Heijting, Arend (1898-1980)

 
English | Nederlands

HEIJTING, Arend (1898-1980)

Heijting, Arend (bekend onder de naam Heyting), wiskundige (Amsterdam 9-5-1898 - Lugano (Zwitserland) 9-7-1980). Zoon van Johannes Heijting, schoolhoofd, en Clarissa Elisabeth Kok. Gehuwd op 28-3-1929 met Johanne Friederike Nijenhuis. Uit dit huwelijk werden 6 zoons en 5 dochters geboren. Na echtscheiding (10-10-1960) gehuwd op 4-1-1961 met Joséphine Frederique van Anrooy. Uit dit huwelijk werden geen kinderen geboren. afbeelding van Heijting, Arend

Heyting was de oudste uit een gezin met drie zoons en twee dochters. Na in 1915 eindexamen gedaan te hebben aan de tweede 5-jarige HBS te Amsterdam legde hij in 1916 staatsexamen gymnasium-B af, en dit opende voor hem de weg tot een studie wiskunde aan de Universiteit van Amsterdam. Om deze te kunnen bekostigen organiseerde hij met zijn vader een huiswerkcursus voor middelbare scholieren. Twee van zijn leermeesters aan de universiteit, L.E.J. Brouwer en, in mindere mate, G. Mannoury, beïnvloedden blijvend de richting van Heytings latere wetenschappelijke werk. Het overgrote deel van zijn werk is namelijk gewijd aan het intuïtionisme, Brouwers filosofie van de wiskunde; op sommige punten zou Heyting echter in zijn opvatting dichter bij die van Mannoury staan.

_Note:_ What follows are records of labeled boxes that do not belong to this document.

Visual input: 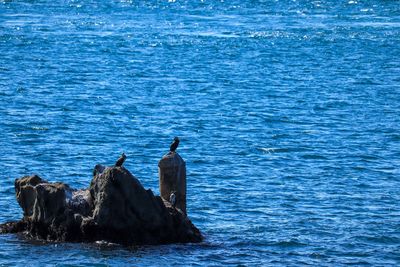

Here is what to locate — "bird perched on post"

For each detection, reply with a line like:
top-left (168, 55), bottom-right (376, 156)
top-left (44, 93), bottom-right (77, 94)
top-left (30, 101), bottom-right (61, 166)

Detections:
top-left (169, 191), bottom-right (176, 208)
top-left (169, 137), bottom-right (179, 152)
top-left (115, 153), bottom-right (126, 167)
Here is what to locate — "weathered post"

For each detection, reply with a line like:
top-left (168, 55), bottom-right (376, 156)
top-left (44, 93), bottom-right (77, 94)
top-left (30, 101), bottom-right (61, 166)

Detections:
top-left (158, 151), bottom-right (186, 214)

Na in 1922 cum laude het doctoraal examen te hebben afgelegd werd hij leraar aan het Gemeentelijk Lyceum te Enschede, waar hij o.a. wiskunde gaf. Daarnaast werkte hij aan zijn proefschrift, Intuïtionistische axiomatiek der projectieve meetkunde, waarop hij in 1925 bij Brouwer cum laude promoveerde. Het in dit proefschrift reeds belichte intuïtionisme zou Heyting niet meer loslaten. In 1927 had het Wiskundig Genootschap een prijsvraag uitgeschreven waarin een formalisering van Brouwers verzamelingenleer werd gevraagd; Heytings inzending werd in 1928 bekroond en verscheen in 1930 in omgewerkte vorm onder de titel van Die formalen Regeln der intuitionistischen Logik en Die formalen Regeln der intuitionistischen Mathematik II en III. Terwijl Brouwer over het intuïtionisme schreef in een antiformele, sterk persoonlijk gekleurde en vaak moeilijk verstaanbare stijl, maakte Heytings formalisering (gedeeltelijk geanticipeerd door V. Glivenko en A.N. Kolmogorov) voor het eerst een vergelijking tussen intuïtionistische en traditionele (ook wel genoemd: 'klassieke') wiskunde mogelijk. Hoewel Heytings werk sommigen ertoe verleid heeft het intuïtionisme als zodanig met de door hem aangeboden formalisering te identificeren, heeft toch op langere termijn de bestudering van intuïtionistische formalismen veel bijgedragen tot een beter verstaan van de intuïtionistische grondbegrippen. Rond 1930 formuleerde Heyting bovendien zijn verklaring van de betekenis van de intuïtionistische logische operaties, gebaseerd op de begrippen 'constructie' en 'constructief bewijs', al lag zo'n verklaring reeds impliciet en voor een deel expliciet besloten in Brouwers geschriften. Een kleine monografie, Mathematische Grundlagenforschung. Intuitionismus. Beweistheorie, bedoeld als bondig overzicht, verscheen in 1934, maar zou later in 1955 een bewerkte vertaling in het Frans beleven en in 1974 een Duitse tweede druk.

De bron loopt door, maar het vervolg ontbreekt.